A few weeks back a parent met with a colleague of mine regarding their child. The meeting went well and the conversation quickly turned towards the classroom redesigns that had taken place across ES homerooms last summer. The parent explained he liked the new look, flexibility and increased functionality of the rooms. He described that his children had been very enthusiastic about the improvements and he had been keen to see them in person.
One thing he was truly impressed by was that the teacher had gotten rid of her teacher’s desk. A move a number of teachers at our school have graduated to. The removal of teacher desks has a number of benefits including:
- Collapses the hierarchy between teacher and students, instead placing the teachers as facilitator and co-learner
- Provides additional floor space within your classroom
- If your class has tables- sitting WITH students allows to to keep closer tabs on student with higher needs
- Allows for greater flexibility in reformatting your space to meet the needs of your learners
- Minimizes clutter: one less place to store stuff!
The parent explained that the Scandinavian company he worked for had undergone similar changes in their office. The company wanted to change their culture and foster collaboration so they moved away from assigned cubicles. They wanted this shift to affect all levels of their staff so they even had removed the boss’ office entirely. The move had first been trailed in Scandinavia, been later implemented the U.S. and was now being put into practice here in China. The change had been accepted at various speeds according the culture but they ultimately have been a success. All staff no longer had assigned seats and worked more fluidly in a collaborative environment.
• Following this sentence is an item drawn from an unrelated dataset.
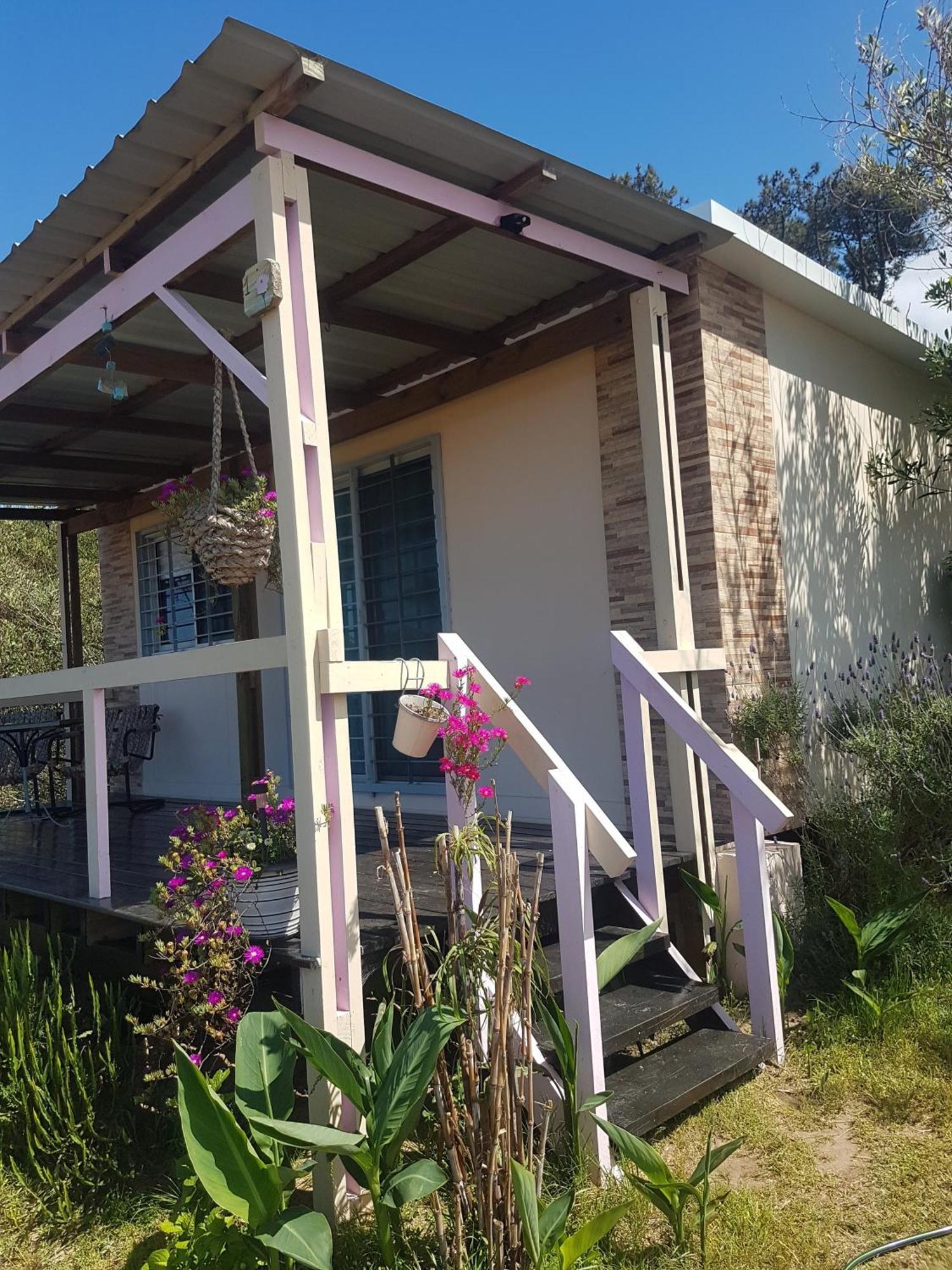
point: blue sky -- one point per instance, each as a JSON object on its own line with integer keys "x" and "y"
{"x": 709, "y": 92}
It was a very enlightening conversation and I was thrilled that a colleague shared it with me because I have been a big proponent of removing the ‘teacher’s desk’. I find them to a bit archaic and generally they act as a barrier to our connection with our students. One plausible argument against ditching the desk has often come from lower years teachers who explain student furniture is not built for them, but I believe if we design intelligent spaces we should be able to find spaces that can be defined as student centred but make room for the bodies of adults.